La conquista de Afganistán por Alejandro, marcada por la brutalidad, dejó una huella que se prolongó durante siglos y cuyo símbolo es la ciudad perdida de Aï Khanum. Aún hay esperanza de que hayan sobrevivido restos de ella.

Los arqueólogos se empeñan en que su labor es una ciencia lenta, basada en el estudio, la paciencia y el polvo. Sin embargo, hay momentos únicos, instantes en los que una inscripción o un muro abatido cambian la Historia. En el norte de Afganistán, tras 40 años de búsqueda por parte de un grupo de investigadores franceses, se produjo uno de esos giros copernicanos, tal vez menos espectacular que el "veo cosas maravillosas" de Carter, pero fundamental para nuestra percepción de la antigüedad. La aparición de una inscripción griega en la ciudad perdida de Aï Khanum, situada en la frontera afgana con la URSS (con Tayikistán en la actualidad), confirmó que los colonos que se establecieron más allá del Hindu Kush tras la conquista de Alejandro Magno permanecieron allí durante siglos e impulsaron una esplendorosa civilización helenística.

"Los invasores macedonios no querían borrar a los habitantes nativos. Las campañas en Bactria y Sogdiana no pueden ser ignoradas. Hay muchas lecciones que aprender del pasado", afirma el historiador Frank L. Holt

"Cuando más lejos se deja a un hombre de su hogar, con más tenacidad se apega a todo lo que un día significó para él. En Afganistán, donde el río Kokcha fluye desde las montañas y las minas azules de Badajshán para incorporarse al curso superior del Oxo (Amu Daria en la actualidad), desde donde se avista el corredor que atraviesa los Pamires en dirección a China, la enorme ciudad griega de Aï Khanum empezó a salir a la luz en la década de los sesenta", escribe Robin Lane Fox en su biografía Alejandro Magno. Conquistador del mundo. "A unos cinco mil kilómetros de distancia del Egeo había ciudadanos griegos, macedonios y tracios que disfrutaban de los templos, los gimnasios y las palestras exactamente como si estuvieran en una ciudad de la Grecia peninsular", prosigue el historiador.

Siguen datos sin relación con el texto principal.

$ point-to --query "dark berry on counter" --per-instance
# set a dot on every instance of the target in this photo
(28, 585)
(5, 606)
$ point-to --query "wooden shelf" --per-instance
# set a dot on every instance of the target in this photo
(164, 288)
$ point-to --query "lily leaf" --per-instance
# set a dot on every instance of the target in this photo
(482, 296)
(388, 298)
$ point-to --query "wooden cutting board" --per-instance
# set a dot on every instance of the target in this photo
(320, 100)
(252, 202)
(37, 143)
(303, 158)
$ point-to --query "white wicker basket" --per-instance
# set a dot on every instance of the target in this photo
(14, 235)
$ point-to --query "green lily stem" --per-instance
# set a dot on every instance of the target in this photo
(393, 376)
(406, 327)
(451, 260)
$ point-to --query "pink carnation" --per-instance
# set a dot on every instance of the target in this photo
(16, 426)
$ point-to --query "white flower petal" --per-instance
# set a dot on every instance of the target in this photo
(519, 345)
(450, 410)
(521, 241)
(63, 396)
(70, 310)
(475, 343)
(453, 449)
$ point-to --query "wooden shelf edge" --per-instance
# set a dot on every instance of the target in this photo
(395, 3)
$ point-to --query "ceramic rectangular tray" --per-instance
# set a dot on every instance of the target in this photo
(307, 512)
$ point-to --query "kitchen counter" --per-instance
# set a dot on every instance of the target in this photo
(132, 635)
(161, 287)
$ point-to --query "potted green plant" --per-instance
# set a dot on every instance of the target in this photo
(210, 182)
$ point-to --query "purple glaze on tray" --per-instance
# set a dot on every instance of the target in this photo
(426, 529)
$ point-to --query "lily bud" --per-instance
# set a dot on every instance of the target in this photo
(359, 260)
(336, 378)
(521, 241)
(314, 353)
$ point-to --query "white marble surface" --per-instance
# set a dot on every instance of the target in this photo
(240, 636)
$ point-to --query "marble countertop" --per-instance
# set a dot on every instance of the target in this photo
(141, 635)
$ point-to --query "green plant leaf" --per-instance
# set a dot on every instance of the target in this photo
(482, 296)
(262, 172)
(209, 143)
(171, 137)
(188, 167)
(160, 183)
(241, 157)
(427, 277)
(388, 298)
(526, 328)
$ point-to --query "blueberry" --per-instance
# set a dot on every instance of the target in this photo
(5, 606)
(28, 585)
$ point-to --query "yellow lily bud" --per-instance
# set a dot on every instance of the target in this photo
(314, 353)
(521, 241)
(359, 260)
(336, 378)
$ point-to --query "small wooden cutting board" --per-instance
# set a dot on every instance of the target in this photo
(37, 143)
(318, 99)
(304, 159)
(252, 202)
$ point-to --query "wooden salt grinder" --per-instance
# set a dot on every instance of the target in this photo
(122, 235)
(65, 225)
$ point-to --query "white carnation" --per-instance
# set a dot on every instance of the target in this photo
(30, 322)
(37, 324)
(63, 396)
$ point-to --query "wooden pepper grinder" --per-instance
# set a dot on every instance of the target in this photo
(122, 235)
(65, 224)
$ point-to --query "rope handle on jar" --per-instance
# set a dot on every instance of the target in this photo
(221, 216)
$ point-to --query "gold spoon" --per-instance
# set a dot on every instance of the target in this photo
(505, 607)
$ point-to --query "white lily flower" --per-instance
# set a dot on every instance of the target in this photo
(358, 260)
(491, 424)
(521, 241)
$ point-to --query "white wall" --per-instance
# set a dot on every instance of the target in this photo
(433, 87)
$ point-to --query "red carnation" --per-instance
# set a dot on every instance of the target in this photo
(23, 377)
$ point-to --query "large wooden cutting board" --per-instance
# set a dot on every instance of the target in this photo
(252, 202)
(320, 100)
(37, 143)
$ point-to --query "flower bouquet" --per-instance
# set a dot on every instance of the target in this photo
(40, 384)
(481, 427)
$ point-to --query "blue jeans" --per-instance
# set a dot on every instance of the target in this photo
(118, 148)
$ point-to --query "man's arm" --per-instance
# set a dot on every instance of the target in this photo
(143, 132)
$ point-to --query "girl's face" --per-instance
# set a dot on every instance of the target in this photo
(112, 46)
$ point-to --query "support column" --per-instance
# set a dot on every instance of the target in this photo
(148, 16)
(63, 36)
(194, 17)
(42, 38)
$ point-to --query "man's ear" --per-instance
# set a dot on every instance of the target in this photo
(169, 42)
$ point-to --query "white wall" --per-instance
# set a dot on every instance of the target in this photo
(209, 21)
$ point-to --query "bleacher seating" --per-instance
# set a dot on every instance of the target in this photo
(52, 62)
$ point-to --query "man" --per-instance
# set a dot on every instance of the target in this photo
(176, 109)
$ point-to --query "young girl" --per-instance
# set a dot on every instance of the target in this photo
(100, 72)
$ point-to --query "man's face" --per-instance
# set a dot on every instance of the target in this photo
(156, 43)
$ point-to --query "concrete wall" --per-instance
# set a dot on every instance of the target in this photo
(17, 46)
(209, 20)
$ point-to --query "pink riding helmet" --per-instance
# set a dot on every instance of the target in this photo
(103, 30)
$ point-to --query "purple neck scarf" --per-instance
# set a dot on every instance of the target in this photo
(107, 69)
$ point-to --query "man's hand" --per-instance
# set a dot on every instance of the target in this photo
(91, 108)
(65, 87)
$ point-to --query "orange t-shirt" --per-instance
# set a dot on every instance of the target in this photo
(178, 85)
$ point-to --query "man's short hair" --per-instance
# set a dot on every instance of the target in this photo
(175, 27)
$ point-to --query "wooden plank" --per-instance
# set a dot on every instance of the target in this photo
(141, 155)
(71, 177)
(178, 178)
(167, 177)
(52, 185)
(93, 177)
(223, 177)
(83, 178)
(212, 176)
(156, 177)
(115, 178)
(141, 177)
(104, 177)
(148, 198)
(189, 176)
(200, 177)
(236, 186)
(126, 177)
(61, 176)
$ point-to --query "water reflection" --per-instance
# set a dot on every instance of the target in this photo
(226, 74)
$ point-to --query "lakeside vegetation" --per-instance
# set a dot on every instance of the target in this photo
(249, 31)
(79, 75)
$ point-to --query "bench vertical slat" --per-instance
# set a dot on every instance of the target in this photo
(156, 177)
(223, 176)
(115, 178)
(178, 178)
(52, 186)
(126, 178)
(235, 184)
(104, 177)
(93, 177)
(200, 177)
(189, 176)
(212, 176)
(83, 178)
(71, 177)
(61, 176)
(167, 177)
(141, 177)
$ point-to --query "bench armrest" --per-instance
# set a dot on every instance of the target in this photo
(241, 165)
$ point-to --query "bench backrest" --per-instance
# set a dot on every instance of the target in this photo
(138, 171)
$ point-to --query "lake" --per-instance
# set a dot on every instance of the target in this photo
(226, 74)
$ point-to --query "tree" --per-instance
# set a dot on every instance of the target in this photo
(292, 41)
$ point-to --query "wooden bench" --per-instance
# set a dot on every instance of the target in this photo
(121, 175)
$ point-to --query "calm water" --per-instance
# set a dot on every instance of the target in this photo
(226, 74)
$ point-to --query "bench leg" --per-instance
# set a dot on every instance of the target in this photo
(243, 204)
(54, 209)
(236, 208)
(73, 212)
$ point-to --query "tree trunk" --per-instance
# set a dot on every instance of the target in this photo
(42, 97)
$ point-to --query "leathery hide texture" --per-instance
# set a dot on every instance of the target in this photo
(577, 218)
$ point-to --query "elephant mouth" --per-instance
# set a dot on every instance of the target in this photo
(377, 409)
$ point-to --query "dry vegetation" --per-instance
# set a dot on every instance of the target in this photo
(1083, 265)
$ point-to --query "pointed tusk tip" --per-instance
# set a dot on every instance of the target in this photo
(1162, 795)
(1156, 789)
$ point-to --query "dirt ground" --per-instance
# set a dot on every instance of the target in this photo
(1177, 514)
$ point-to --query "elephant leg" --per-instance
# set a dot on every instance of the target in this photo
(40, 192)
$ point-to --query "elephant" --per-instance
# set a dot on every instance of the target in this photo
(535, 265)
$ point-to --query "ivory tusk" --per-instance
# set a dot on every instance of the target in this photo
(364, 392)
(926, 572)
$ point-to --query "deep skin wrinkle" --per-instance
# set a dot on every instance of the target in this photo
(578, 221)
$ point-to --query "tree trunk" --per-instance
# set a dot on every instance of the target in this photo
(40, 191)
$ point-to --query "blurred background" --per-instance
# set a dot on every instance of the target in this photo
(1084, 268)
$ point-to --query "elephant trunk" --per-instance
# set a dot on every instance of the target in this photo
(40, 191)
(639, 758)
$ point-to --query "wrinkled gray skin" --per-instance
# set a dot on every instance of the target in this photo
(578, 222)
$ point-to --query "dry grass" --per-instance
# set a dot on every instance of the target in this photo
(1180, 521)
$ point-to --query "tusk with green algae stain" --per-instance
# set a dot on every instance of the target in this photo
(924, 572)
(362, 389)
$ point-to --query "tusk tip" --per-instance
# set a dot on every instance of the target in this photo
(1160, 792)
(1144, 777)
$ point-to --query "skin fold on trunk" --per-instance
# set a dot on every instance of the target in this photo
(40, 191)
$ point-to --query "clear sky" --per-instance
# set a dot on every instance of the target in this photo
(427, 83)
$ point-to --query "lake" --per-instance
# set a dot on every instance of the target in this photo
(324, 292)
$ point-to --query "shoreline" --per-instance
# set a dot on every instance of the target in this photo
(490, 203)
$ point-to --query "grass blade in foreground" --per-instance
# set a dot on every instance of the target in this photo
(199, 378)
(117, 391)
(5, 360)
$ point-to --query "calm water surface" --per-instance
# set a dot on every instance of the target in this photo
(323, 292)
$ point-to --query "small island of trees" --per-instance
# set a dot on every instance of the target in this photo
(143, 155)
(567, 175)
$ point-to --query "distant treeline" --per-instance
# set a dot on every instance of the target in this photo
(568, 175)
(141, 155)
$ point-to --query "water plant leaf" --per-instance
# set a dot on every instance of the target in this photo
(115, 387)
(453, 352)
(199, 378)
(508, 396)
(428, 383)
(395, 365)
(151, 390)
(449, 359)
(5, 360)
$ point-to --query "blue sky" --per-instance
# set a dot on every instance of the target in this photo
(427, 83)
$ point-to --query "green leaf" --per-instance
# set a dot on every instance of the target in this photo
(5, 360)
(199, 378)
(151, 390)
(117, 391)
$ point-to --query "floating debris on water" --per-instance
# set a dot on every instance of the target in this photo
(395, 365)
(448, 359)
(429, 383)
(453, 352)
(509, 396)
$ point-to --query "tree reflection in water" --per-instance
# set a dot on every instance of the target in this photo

Afganistán fue la tierra en la que Alejandro Magno se casó con Roxana, una princesa bactriana, y fue el lugar en el que recibió una herida de la que nunca logró curarse totalmente. Su huella fue profunda a lo largo de los siglos, como pudieron testimoniar aquellos dos aventureros locos, Daniel Dravot y Peachy Carnehan, a los que primero Rudyard Kipling y luego John Huston enviaron en El hombre que quiso ser rey a ser monarcas de Kafiristán donde se toparon con la marca indeleble de Alejandro, Sikander (la traducción persa de su nombre) en aquellos remotos espacios. Atravesar Afganistán en su camino hacia la India, cruzando las montañas del Hindu Kush, fue una hazaña militar increíble, pero también brutal. "Fue una campaña que en algunos momentos podemos calificar de genocida, aunque no en el concepto moderno del término. Alejandro destruyó pueblos y ciudades, pero los invasores macedonios no querían borrar a los habitantes nativos", señala desde Tejas el historiador Frank L. Holt, profesor en la Universidad de Huston y autor de Into the land of bones. Alexander in Afghanistan (En la tierra de los huesos. Alejandro en Afganistán). La campaña duró dos años, entre el 329 y el 327 antes de Cristo, y se desarrolló en Bactria y Sogdiana, actualmente Afganistán y Uzbekistán.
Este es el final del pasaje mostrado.